Как бы само собой произошло, что отношения Санька с Лилой стали заметны в классе. В таких случаях одноклассники говорили: «Они — вместе».
И перед Саней во весь рост встала обычная мужская проблема, возникающая при таких обстоятельствах: где взять денег? Ведь к ноябрю от заработанной им за лето, казалось, немалой суммы, осталось одно воспоминание.

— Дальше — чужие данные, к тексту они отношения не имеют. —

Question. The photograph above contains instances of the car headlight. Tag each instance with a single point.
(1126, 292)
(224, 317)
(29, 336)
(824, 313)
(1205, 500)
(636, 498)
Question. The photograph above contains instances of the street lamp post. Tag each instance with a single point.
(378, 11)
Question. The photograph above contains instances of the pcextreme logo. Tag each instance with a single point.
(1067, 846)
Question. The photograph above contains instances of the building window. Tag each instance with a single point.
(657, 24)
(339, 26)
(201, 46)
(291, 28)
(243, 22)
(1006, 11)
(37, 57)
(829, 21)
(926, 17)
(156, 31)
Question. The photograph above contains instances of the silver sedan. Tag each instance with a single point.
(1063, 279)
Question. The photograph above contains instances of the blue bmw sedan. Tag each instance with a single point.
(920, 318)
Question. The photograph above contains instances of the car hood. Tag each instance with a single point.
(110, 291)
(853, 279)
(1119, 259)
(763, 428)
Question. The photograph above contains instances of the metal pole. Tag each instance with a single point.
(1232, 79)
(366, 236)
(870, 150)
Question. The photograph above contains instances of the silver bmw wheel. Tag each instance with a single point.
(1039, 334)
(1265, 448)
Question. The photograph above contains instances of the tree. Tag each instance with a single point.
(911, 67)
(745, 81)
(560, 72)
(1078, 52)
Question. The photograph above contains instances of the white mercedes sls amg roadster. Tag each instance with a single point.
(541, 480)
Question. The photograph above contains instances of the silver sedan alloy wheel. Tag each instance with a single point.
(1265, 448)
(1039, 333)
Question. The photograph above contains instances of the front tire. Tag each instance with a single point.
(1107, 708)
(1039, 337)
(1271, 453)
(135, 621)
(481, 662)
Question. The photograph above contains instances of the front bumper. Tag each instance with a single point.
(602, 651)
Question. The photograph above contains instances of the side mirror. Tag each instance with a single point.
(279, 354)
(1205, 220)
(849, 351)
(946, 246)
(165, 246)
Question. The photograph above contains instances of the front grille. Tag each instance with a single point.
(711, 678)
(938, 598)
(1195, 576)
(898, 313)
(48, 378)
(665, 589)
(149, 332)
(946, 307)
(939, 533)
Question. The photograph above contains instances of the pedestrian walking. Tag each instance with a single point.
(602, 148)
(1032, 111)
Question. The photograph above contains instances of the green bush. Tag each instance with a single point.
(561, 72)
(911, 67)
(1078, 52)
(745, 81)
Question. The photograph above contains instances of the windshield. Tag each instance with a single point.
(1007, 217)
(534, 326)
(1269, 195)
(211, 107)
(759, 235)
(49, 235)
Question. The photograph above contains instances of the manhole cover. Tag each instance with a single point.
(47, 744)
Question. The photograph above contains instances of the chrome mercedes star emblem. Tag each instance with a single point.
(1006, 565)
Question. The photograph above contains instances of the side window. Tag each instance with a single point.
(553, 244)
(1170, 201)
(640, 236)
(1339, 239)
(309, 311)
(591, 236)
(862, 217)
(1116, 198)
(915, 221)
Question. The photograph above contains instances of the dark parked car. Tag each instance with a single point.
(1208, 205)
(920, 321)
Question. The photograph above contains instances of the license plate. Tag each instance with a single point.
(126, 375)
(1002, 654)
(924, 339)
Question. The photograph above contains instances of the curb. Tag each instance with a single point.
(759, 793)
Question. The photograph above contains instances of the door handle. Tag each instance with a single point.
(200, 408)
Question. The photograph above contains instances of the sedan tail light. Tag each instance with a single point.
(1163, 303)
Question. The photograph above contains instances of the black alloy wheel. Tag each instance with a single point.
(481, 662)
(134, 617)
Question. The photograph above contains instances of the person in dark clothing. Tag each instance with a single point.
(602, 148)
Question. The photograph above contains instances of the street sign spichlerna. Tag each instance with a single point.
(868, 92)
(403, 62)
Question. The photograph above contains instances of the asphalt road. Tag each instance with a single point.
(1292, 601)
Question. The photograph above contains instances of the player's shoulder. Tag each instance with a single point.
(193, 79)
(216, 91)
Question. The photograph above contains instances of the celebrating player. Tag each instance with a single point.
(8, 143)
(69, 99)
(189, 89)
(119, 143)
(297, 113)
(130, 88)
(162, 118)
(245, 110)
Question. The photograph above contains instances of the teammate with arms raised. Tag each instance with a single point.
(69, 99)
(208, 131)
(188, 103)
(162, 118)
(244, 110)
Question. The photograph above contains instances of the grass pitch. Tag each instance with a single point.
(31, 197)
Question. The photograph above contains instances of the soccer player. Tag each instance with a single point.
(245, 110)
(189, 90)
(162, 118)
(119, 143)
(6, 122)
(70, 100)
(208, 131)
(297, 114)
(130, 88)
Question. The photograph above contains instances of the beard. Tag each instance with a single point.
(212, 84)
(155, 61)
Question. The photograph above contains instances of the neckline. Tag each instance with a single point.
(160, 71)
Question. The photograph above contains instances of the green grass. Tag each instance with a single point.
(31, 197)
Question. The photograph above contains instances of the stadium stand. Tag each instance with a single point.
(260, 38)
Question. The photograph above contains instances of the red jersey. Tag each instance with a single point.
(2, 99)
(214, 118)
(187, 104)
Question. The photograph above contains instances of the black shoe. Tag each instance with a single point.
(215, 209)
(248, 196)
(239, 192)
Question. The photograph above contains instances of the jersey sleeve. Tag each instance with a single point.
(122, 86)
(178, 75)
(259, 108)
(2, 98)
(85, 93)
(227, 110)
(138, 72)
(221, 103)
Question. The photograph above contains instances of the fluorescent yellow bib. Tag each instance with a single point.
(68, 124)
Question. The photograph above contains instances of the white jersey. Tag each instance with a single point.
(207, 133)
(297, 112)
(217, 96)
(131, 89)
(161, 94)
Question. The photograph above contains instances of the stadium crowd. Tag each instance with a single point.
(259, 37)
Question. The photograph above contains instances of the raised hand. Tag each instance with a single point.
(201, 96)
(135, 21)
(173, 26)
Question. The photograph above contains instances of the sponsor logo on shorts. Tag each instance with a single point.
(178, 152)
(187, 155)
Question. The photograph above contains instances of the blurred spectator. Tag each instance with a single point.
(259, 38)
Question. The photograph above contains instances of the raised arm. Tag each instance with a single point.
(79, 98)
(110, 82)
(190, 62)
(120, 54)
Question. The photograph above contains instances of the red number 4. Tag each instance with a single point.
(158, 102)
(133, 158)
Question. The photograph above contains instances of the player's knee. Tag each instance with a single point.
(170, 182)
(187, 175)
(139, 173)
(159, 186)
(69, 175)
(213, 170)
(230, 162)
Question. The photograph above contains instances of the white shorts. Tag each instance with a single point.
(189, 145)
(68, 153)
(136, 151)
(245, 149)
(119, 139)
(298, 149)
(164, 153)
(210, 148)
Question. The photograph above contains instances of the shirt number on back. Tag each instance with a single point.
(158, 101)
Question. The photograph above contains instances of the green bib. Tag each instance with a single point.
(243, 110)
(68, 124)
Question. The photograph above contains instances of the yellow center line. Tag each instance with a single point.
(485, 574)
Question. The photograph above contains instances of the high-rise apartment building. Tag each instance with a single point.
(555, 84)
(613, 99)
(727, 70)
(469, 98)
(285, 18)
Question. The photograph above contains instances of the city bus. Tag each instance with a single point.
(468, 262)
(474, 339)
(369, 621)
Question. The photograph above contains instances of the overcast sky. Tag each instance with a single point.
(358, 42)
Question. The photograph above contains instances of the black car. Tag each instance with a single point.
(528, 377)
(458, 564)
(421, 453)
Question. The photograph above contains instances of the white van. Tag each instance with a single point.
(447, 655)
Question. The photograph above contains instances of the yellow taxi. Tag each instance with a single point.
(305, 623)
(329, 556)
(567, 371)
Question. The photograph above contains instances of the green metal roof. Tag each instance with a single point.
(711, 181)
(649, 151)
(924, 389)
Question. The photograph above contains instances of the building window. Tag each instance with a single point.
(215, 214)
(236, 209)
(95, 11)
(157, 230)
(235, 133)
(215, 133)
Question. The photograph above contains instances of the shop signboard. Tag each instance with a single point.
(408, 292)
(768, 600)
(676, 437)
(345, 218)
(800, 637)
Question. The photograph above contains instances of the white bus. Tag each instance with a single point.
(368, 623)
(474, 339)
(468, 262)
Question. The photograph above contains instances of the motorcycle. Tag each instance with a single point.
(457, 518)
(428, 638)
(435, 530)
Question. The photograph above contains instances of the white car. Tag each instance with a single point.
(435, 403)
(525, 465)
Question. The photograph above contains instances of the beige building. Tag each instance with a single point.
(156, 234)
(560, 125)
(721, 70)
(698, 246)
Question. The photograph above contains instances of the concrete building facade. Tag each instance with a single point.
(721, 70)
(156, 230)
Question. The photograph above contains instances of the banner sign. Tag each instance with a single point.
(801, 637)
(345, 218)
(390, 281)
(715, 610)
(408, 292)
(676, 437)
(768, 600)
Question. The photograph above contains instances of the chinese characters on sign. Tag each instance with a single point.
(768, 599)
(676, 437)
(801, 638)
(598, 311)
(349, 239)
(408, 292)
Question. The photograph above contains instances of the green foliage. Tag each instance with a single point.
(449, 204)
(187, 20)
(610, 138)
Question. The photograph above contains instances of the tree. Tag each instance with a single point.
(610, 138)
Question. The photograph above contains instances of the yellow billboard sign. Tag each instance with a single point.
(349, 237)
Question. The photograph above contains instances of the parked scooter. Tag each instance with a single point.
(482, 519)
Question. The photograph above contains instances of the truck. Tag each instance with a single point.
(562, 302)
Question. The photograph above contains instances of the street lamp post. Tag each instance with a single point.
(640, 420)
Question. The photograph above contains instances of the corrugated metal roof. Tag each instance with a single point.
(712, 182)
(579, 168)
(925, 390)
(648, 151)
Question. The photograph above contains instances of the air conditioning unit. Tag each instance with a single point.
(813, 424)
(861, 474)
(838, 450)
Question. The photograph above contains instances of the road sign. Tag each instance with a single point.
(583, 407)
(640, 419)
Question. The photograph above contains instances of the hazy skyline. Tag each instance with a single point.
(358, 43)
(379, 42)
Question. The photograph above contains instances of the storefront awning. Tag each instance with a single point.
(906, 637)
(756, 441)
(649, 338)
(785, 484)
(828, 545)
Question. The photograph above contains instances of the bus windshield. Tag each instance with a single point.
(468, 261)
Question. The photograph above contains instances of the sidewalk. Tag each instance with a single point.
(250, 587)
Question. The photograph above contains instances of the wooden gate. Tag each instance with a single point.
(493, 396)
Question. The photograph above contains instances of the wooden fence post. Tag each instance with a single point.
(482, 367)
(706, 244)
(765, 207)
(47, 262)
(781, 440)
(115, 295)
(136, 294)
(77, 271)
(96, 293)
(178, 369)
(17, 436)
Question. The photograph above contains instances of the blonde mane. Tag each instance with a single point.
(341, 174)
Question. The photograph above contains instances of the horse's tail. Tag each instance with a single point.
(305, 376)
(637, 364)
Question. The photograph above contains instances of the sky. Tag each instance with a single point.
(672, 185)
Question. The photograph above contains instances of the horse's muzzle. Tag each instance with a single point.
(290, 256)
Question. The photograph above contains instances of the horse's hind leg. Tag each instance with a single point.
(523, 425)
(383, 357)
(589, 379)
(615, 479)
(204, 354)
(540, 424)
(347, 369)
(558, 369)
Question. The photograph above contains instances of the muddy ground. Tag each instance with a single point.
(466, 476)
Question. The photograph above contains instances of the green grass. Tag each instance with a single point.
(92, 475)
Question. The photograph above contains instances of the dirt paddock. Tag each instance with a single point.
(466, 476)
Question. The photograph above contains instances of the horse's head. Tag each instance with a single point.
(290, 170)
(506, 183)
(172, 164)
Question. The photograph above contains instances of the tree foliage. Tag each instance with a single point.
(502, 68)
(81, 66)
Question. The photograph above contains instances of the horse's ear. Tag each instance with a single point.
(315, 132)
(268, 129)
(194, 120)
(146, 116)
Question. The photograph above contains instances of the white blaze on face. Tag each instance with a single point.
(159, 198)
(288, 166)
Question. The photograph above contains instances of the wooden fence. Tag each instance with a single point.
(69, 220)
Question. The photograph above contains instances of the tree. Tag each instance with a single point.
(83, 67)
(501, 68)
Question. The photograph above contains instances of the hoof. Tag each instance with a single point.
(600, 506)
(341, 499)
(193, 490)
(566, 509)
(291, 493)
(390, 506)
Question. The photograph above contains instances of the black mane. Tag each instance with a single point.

Вообще-то Ольга Сергеевна старалась никогда не оставлять сына без копейки. Каждый понедельник утром она вручала ему по триста рублей, рассчитывая, что этого хватит на неделю — на завтраки в школьной столовой. Кормили их там отлично, о тех временах, когда столовую называли «тошниловкой», где «пахнет вареной тряпкой», уже не помнили не только ученики, но даже учителя. Две тысячи четырнадцатая заключила договор с фирмой «Альф», занимающейся школьным питанием, и теперь им каждый день доставляли и вкусную горячую еду, и обалденные пирожки, и всевозможные сладости, чипсы, соки и прочие лакомства, которые так любят ребята. Каждую перемену в столовую, едва звенел звонок с урока, выстраивалась длиннющая очередь. Но Сашка, в отличие от своих одноклассников, в ней никогда не стоял — экономил. Старался плотнее позавтракать дома и потом кое-как перебивался с утра до обеда, иногда только съедая то, чем его угощали. Заботливая Коза почти каждый день приносила то печенье, то булочку, то бананы и честно делила на четверых.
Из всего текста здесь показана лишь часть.